THE LOVERS MMXX (AFTER MAGRITTE)

first performed on April 10, 2020
Zoom Meetings (Riposte x Online)
performed twice in 2020

INXESTUOUS SISTERS

London, UK

www.instagram.com/inxestuoussisters/

THE LOVERS MMXX (AFTER MAGRITTE)
INXESTUOUS SISTERS

*Isolate.

Breath of sanitised teeth

Wash.

Latex fingertips caressing skin

Sanitise.

A mask framing your lustful gaze

Stay in.

Are you ready to play?*

We devised this uncanny live-streamed performance piece as a response to the first lockdown, which took place in London at the end of March 2020. We took the invitation to perform at Riposte x Online, one of the first queer club nights taking place online on Zoom, to explore the experience of isolation from a femme-kink perspective. Streamed directly from our living room, with the use of two cameras connected to the same platform, we performed a ritual of desire and intimacy triggered by the strange new world of a global pandemic in which “social distancing” and hyper-sanitisation would be the new “normal.” Our usual hyper-femme appearance was now equipped with masks and gloves, and the floor marked with arrows signalling a distance of 2 meters. We used the webcam as a mirror to fix our lipstick. On the other side, the world was watching us: Intimacy and exposure, desire and voyeurism. We entered the circle and surrendered to each other—kissing our painted face-masks, twisting our bodies and smudging red lipstick onto our skin, to end with a cathartic embrace.

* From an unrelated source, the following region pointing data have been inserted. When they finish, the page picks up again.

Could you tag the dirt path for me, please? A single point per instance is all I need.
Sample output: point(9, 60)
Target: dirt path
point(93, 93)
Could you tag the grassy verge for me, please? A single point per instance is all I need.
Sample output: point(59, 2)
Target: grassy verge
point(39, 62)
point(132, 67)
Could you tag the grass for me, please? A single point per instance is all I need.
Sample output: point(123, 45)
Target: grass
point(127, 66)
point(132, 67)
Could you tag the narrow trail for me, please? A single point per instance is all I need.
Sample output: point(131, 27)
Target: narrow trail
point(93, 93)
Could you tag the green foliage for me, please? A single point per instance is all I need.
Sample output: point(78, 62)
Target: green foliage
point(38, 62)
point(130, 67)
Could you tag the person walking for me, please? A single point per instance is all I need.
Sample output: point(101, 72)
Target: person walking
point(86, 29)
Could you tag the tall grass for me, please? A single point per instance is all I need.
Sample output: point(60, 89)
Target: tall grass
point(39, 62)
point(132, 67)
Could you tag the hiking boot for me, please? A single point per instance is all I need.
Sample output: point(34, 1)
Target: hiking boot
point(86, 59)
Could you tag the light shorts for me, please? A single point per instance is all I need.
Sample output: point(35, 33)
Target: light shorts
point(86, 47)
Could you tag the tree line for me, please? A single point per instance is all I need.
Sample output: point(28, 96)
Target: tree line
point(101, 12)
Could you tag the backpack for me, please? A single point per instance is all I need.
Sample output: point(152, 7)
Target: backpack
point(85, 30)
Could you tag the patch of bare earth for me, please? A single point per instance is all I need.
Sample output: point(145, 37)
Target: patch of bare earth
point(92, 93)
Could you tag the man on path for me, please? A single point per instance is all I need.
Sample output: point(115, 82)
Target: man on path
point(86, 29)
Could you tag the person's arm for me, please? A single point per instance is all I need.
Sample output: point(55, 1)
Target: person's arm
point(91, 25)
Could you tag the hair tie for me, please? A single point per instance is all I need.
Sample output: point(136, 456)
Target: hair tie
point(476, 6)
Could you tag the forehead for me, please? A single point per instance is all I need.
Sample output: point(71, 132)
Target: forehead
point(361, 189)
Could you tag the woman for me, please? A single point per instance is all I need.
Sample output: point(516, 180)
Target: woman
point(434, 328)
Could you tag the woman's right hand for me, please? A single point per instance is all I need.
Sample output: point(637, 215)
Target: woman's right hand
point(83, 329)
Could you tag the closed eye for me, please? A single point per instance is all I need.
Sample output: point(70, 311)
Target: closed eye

A re-worked augmented version was then presented as part of the event @Disturbance at the Ugly Duck in London, in collaboration with producer Deen Atger, computational artist Robert Hall and with the drone sounds of Body Fool. “The Lovers MMXX (after Magritte)” developed into a multi-layered hybrid performance for a limited live audience and a simultaneous live-streamed broadcast. On that occasion, one mobile phone, three rotating cameras, and one fixed camera were set up in the performance space: their feed was then modified live by Hall, who manipulated the video to produce glitches, overlayers, and multiple screens. The resulting work was also projected back into the performance space, thus blurring the boundaries between digital and physical.